The ND serves as a throttle for the maximum finalization rate of a subnet. I.e. a block can never be finalized faster than the ND, as the ND is the minimum time it takes for nodes to share a notarization of a block when they receive a block proposal. So the finalization rate in a subnet will always be less than 1 block / ND
, in this case, more specifically 1 block / 0.3s
=> 3.33 block/s.
In practice, the block rate is lower than the theoretical maximum, as there are overheads in processing a block, the execution time of canister calls, networking latencies between peers, etc.
Why do we have a notarization delay?
A node can fall behind the rest of the nodes in a subnet, for example, due to networking issues, crashing and restarting, or newly joining a subnet. When a node is behind it needs to catch up with the rest of the subnet to participate in the consensus (block proposals) of the subnet. For a node to catch up, the node typically downloads the state of the subnet at some checkpoint block height and must replay the missing blocks at a higher rate than the subnet finalizing blocks. However, if the node that is behind is unable to replay blocks at a higher rate than the rest of the subnet is finalizing blocks, then the node that is behind will never be able to catch up, as it will always lag behind the rest of the subnet.
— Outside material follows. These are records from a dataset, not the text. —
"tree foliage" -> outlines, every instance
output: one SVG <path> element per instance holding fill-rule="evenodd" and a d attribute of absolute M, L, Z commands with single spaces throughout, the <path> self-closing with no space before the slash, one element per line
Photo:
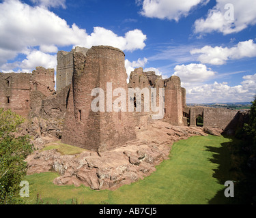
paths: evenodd
<path fill-rule="evenodd" d="M 23 121 L 10 110 L 0 108 L 0 204 L 18 202 L 19 184 L 27 172 L 24 160 L 33 151 L 28 136 L 14 134 Z"/>

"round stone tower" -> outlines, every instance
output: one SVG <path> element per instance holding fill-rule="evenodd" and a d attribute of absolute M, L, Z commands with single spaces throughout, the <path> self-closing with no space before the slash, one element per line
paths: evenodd
<path fill-rule="evenodd" d="M 135 139 L 132 114 L 113 108 L 118 97 L 113 96 L 113 91 L 118 88 L 128 93 L 124 52 L 113 47 L 93 46 L 86 57 L 75 52 L 74 65 L 61 141 L 104 151 Z M 91 105 L 100 96 L 96 112 Z"/>

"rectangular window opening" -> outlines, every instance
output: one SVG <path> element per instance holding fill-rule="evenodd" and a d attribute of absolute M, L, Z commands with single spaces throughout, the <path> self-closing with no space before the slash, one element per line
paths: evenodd
<path fill-rule="evenodd" d="M 79 118 L 80 122 L 82 121 L 82 111 L 81 110 L 79 110 Z"/>

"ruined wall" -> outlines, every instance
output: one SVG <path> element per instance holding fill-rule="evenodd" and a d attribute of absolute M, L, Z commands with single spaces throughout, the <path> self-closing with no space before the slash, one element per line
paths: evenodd
<path fill-rule="evenodd" d="M 54 69 L 37 67 L 32 74 L 0 73 L 0 106 L 27 117 L 38 112 L 42 99 L 55 93 Z"/>
<path fill-rule="evenodd" d="M 71 84 L 74 70 L 74 54 L 81 52 L 86 57 L 87 50 L 88 48 L 77 46 L 69 52 L 63 50 L 58 52 L 56 72 L 56 91 L 57 93 Z"/>
<path fill-rule="evenodd" d="M 32 72 L 31 89 L 38 91 L 45 96 L 52 95 L 55 90 L 54 69 L 45 69 L 42 67 L 35 67 Z"/>
<path fill-rule="evenodd" d="M 93 151 L 104 151 L 136 138 L 132 117 L 124 112 L 93 112 L 91 96 L 94 88 L 104 91 L 106 82 L 112 89 L 127 91 L 124 54 L 109 46 L 93 46 L 85 57 L 74 54 L 74 74 L 71 84 L 68 110 L 61 141 Z M 113 102 L 113 97 L 111 103 Z M 113 103 L 112 103 L 113 104 Z M 105 106 L 104 106 L 105 107 Z"/>
<path fill-rule="evenodd" d="M 203 109 L 203 126 L 225 129 L 233 119 L 238 110 L 205 108 Z"/>
<path fill-rule="evenodd" d="M 204 116 L 204 108 L 196 108 L 193 107 L 190 108 L 190 126 L 196 127 L 197 126 L 197 118 L 200 115 L 203 119 Z M 205 117 L 206 118 L 206 117 Z M 207 120 L 207 118 L 206 118 Z M 205 120 L 203 120 L 203 125 L 205 125 Z M 206 121 L 207 122 L 207 121 Z"/>
<path fill-rule="evenodd" d="M 165 120 L 174 125 L 183 125 L 182 90 L 179 77 L 171 76 L 166 82 Z"/>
To make it possible for nodes to catch up if they are behind, we use the ND as a throttle for the rest of the subnet to slow down the finalization rate, such that the node that is behind can replay blocks at a faster rate than the subnet is finalizing blocks.
How much we throttle a subnet’s finalization rate by (the value of the ND), is independent of the subnet size. The ND is there to ensure that all nodes can participate in consensus and block making of a subnet, and that if a node that falls behind can replay blocks at a faster rate than the subnet finalizes new ones.
What factors do we need to consider for the notarisation delay?
Available networking bandwidth on nodes
A node that is behind needs to be able to download old blocks and replay them at a faster rate than the rest of the subnet. This means that the catching up node replays blocks at a rate of:
block_download_time + block_processing_time < ND + block_processing_time
.
block_download_time < ND
In the worst case scenario, where we have full blocks, each block has a max size of 4MB. A node must also have a minimum of 300 Mb/s available bandwidth to meet the IC spec. Assume 200Mb/s is available for consensus.
block_size / bandwidth < ND
4MB / 200Mb/s < ND
32Mb / 200Mb/s < ND
0.16s
< ND
Thus, from a networking perspective, we need a notarisation delay of at least 160ms in order for a node to catch up in a scenario where we are replaying blocks in a subnet that is under full load.
Overhead per block.
There is also an unavoidable overhead of processing blocks and executing them once they are finalized. Once a block with messages is notarized, the node will execute the messages in that block and certify it in parallel to making new blocks.The high level idea is that if the execution and certification steps take too long, then the bottleneck for the block rate will be determined by execution and certification.
This is something we have observed in busier subnets, such as the OpenChat subnets, meaning we need a notarisation delay, or a block rate throttler that ensure the nodes that are ahead spend longer time making and notarizing blocks than it takes to execute and certify the blocks for the nodes that are behind.
From the production metrics we have about these overheads, we have deduced that a 300ms ND is enough.
What testing and experiments have been conducted?
For all of our experiments, we have simulated Round Trip Times (RTT), bandwidth, and packet loss, to simulate the network behavior of nodes that we see on the Internet Identity subnet. Checkout simulate_network.rs in the IC repo for the source code on how we set these simulations with the transmission control (tc) linux utility.
We have mainly stress tested the simulated subnet by flooding it with a large number of ingress messages, installing many canisters to increase load, and killing nodes to verify that nodes can catch up when joining the subnet.
Our tests show that the change is perfectly fine regardless of the subnet type and subnet size.